## Unit Test Dataset Notebook

This notebook should be used to generate and/or debug datasets for unit tests, stored as resources on the project.

## Scoring Tests

In [28]:
import java.nio.file.Paths
val input_dir = Paths.get(System.getProperty("user.home"), "data", "ot", "extract")
val input_file = input_dir.resolve("evidence.json")
val df = spark.read.json(input_file.toString())

input_dir = /home/eczech/data/ot/extract
input_file = /home/eczech/data/ot/extract/evidence.json
df = [access_level: string, disease: struct<biosample: struct<id: string, name: string>, efo_info: struct<efo_id: string, label: string ... 2 more fields> ... 3 more fields> ... 12 more fields]


[access_level: string, disease: struct<biosample: struct<id: string, name: string>, efo_info: struct<efo_id: string, label: string ... 2 more fields> ... 3 more fields> ... 12 more fields]

In [31]:
df.select("type").groupBy("type").count().show()

+-------------------+------+
|               type| count|
+-------------------+------+
|   affected_pathway| 87104|
|     rna_expression|204229|
|       animal_model|500683|
|   somatic_mutation| 70554|
|         known_drug|383122|
|genetic_association|380852|
+-------------------+------+



In [45]:
val genes = List(
    "ENSG00000141510", // TP53
    "ENSG00000244734", // HBB
    "ENSG00000169174", // PCSK9
    "ENSG00000112715", // VEGFA
    "ENSG00000105397"  // TYK2
)
import org.apache.spark.sql.functions.count
df.filter($"target.id".isin(genes: _*))
    .groupBy("target.id").pivot("type")
    .agg(count("id"))
    .show(100, 16)

+---------------+----------------+------------+-------------------+----------+--------------+----------------+
|             id|affected_pathway|animal_model|genetic_association|known_drug|rna_expression|somatic_mutation|
+---------------+----------------+------------+-------------------+----------+--------------+----------------+
|ENSG00000141510|             870|        1308|                587|      null|            17|            3926|
|ENSG00000112715|              17|         433|                253|      2047|            30|            null|
|ENSG00000105397|              20|          58|                117|        97|             1|            null|
|ENSG00000244734|               6|        null|                355|         5|            81|            null|
|ENSG00000169174|               6|          35|                169|       112|            20|            null|
+---------------+----------------+------------+-------------------+----------+--------------+----------------+



genes = List(ENSG00000141510, ENSG00000244734, ENSG00000169174, ENSG00000112715, ENSG00000105397)

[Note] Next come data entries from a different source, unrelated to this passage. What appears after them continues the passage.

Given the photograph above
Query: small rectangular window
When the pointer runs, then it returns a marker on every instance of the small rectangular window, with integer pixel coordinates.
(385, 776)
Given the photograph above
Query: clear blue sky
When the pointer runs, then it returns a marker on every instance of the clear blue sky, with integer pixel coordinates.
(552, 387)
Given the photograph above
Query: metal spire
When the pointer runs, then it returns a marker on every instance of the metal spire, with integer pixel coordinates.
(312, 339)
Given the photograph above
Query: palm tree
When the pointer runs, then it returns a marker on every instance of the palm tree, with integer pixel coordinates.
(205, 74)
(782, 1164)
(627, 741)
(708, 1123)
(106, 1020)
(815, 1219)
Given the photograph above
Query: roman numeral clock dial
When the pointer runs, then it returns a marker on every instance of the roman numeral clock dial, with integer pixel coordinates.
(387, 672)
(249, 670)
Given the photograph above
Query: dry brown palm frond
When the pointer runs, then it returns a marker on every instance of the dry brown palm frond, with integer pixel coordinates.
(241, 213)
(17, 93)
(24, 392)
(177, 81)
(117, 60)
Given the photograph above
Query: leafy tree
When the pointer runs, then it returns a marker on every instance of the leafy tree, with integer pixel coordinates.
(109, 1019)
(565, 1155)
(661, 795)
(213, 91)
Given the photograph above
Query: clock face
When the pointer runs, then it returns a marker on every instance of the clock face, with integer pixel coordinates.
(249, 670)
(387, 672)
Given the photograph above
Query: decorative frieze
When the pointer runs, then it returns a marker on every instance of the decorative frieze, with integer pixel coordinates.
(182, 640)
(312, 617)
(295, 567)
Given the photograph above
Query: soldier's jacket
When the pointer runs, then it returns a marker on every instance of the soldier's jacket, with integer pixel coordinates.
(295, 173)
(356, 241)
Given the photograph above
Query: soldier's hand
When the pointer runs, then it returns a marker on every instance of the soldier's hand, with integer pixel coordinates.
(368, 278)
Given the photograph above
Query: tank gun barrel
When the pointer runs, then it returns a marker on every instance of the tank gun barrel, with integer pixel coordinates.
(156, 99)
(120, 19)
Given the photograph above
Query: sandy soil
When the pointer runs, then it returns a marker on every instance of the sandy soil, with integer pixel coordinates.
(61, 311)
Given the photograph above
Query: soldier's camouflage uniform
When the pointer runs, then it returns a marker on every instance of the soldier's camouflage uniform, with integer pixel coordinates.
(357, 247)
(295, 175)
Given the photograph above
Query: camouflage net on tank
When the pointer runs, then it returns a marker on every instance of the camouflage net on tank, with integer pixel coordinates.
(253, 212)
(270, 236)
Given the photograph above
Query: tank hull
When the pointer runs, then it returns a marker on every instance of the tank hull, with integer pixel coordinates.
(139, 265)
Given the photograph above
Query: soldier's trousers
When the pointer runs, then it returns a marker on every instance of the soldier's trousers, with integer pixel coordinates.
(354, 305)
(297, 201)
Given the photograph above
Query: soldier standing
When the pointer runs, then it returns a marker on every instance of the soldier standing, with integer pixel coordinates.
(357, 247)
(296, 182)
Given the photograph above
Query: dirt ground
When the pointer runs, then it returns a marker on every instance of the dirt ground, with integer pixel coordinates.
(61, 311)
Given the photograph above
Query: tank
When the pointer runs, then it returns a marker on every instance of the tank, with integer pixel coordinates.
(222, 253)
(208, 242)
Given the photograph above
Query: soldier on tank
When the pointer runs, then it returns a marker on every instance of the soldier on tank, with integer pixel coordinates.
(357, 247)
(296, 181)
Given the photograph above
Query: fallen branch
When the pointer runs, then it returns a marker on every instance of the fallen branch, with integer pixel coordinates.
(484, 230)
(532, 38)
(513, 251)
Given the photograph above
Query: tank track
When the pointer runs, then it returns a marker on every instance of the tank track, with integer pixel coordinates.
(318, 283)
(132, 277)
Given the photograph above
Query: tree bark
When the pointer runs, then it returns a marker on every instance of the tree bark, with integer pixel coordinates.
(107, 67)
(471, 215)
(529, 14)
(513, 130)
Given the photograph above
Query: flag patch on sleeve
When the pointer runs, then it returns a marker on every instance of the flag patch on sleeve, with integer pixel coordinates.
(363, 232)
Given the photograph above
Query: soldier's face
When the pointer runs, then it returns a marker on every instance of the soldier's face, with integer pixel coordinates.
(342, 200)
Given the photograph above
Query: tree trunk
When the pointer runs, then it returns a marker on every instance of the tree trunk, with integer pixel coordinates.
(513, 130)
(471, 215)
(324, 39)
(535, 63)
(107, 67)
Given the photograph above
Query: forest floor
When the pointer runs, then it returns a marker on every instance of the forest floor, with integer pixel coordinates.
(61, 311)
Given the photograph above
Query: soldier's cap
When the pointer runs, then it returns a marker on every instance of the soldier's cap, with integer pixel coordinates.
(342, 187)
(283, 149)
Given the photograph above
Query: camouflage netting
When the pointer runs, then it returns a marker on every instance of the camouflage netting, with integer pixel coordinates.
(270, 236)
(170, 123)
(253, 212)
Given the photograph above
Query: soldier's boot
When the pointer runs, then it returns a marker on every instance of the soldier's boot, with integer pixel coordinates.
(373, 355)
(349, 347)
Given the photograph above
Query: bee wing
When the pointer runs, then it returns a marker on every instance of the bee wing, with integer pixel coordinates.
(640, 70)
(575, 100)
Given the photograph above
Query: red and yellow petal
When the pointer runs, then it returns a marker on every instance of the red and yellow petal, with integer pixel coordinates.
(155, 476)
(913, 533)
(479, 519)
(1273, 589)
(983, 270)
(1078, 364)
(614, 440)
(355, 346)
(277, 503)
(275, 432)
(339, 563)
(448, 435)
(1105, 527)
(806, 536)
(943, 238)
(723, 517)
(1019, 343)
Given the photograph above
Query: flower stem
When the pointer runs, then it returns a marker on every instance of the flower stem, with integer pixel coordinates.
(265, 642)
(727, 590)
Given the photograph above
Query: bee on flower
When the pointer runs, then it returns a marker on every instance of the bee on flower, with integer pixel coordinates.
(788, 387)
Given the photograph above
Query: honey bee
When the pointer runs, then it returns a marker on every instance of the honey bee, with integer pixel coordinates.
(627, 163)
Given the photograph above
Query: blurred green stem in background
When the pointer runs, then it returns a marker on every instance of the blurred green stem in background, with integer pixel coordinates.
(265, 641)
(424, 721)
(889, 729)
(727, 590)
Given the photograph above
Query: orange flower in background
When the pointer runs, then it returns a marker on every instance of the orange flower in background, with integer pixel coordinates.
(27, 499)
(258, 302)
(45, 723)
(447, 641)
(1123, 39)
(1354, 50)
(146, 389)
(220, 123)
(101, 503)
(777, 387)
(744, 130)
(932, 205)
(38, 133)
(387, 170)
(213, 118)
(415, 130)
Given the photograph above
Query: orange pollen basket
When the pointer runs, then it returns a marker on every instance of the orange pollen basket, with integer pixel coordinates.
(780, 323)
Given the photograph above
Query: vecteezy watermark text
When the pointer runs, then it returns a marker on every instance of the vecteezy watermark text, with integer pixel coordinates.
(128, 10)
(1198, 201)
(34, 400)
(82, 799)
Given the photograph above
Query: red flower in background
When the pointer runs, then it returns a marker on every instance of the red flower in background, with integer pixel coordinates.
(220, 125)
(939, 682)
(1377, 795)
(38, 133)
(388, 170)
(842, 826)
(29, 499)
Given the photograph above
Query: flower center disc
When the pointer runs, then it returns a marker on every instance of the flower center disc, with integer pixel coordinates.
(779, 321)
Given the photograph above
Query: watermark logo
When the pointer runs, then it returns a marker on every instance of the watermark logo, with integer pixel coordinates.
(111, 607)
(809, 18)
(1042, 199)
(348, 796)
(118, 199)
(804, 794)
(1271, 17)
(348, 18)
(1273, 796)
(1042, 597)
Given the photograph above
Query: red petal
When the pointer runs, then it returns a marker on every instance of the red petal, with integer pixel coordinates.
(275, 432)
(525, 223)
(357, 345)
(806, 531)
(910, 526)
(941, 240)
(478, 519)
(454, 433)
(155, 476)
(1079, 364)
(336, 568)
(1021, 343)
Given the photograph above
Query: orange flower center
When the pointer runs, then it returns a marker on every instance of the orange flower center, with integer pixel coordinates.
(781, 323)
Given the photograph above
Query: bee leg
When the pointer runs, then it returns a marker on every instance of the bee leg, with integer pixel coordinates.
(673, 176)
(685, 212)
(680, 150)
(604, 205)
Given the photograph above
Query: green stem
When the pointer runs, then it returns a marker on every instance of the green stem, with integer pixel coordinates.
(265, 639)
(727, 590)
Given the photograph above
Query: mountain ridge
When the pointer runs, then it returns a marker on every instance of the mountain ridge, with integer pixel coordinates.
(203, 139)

List(ENSG00000141510, ENSG00000244734, ENSG00000169174, ENSG00000112715, ENSG00000105397)

## Pipeline Output Test

In [50]:
var repoDir = Paths.get(System.getProperty("user.home"), "repos", "ot-scoring")

repoDir = /home/eczech/repos/ot-scoring


/home/eczech/repos/ot-scoring

In [59]:
var path = repoDir.resolve("target/scala-2.11/test-classes/pipeline_test/output/score_association.parquet")
var df = spark.read.parquet(path.toString)
println(df.count())
df.show(3)

2129
+---------------+-----------+-----+---------+------------+
|      target_id| disease_id|score|is_direct|  source_ids|
+---------------+-----------+-----+---------+------------+
|ENSG00000105397|EFO_0000095|  0.1|     true|    [chembl]|
|ENSG00000105397|EFO_0000096|  0.1|    false|    [chembl]|
|ENSG00000105397|EFO_0000181|  0.5|     true|[slapenrich]|
+---------------+-----------+-----+---------+------------+
only showing top 3 rows



path = /home/eczech/repos/ot-scoring/target/scala-2.11/test-classes/pipeline_test/output/score_association.parquet
df = [target_id: string, disease_id: string ... 3 more fields]


[target_id: string, disease_id: string ... 3 more fields]

In [58]:
var path = repoDir.resolve("target/scala-2.11/test-classes/pipeline_test/output/score_source.parquet")
var df = spark.read.parquet(path.toString)
println(df.count())
df.show(3)

2965
+---------------+-----------+----------+---------+---------+-----+
|      target_id| disease_id| source_id|score_raw|is_direct|score|
+---------------+-----------+----------+---------+---------+-----+
|ENSG00000105397|EFO_0000095|    chembl|      0.1|     true|  0.1|
|ENSG00000105397|EFO_0000096|    chembl|      0.1|    false|  0.1|
|ENSG00000105397|EFO_0000181|slapenrich|      0.5|     true|  0.5|
+---------------+-----------+----------+---------+---------+-----+
only showing top 3 rows



path = /home/eczech/repos/ot-scoring/target/scala-2.11/test-classes/pipeline_test/output/score_source.parquet
df = [target_id: string, disease_id: string ... 4 more fields]


[target_id: string, disease_id: string ... 4 more fields]

In [56]:
var path = repoDir.resolve("src/test/resources/pipeline_test/input/association_scores.json")
var df = spark.read.json(path.toString)
println(df.count())
df.show(3)

2129
+--------------+--------------------+---------------+
|    disease_id|               score|      target_id|
+--------------+--------------------+---------------+
|   EFO_0003867|1.338723084160192...|ENSG00000169174|
|   EFO_0003843| 2.09254289568363E-5|ENSG00000169174|
|Orphanet_79211|  1.0003361559218569|ENSG00000169174|
+--------------+--------------------+---------------+
only showing top 3 rows



path = /home/eczech/repos/ot-scoring/src/test/resources/pipeline_test/input/association_scores.json
df = [disease_id: string, score: double ... 1 more field]


[disease_id: string, score: double ... 1 more field]

In [57]:
var path = repoDir.resolve("src/test/resources/pipeline_test/input/source_scores.json")
var df = spark.read.json(path.toString)
println(df.count())
df.show(3)

2965
+--------------+--------------------+--------------+---------------+
|    disease_id|               score|     source_id|      target_id|
+--------------+--------------------+--------------+---------------+
|   EFO_0003867|1.338723084160192...|phewas_catalog|ENSG00000169174|
|   EFO_0003843| 2.09254289568363E-5|phewas_catalog|ENSG00000169174|
|Orphanet_79211|                 1.0|        chembl|ENSG00000169174|
+--------------+--------------------+--------------+---------------+
only showing top 3 rows



path = /home/eczech/repos/ot-scoring/src/test/resources/pipeline_test/input/source_scores.json
df = [disease_id: string, score: double ... 2 more fields]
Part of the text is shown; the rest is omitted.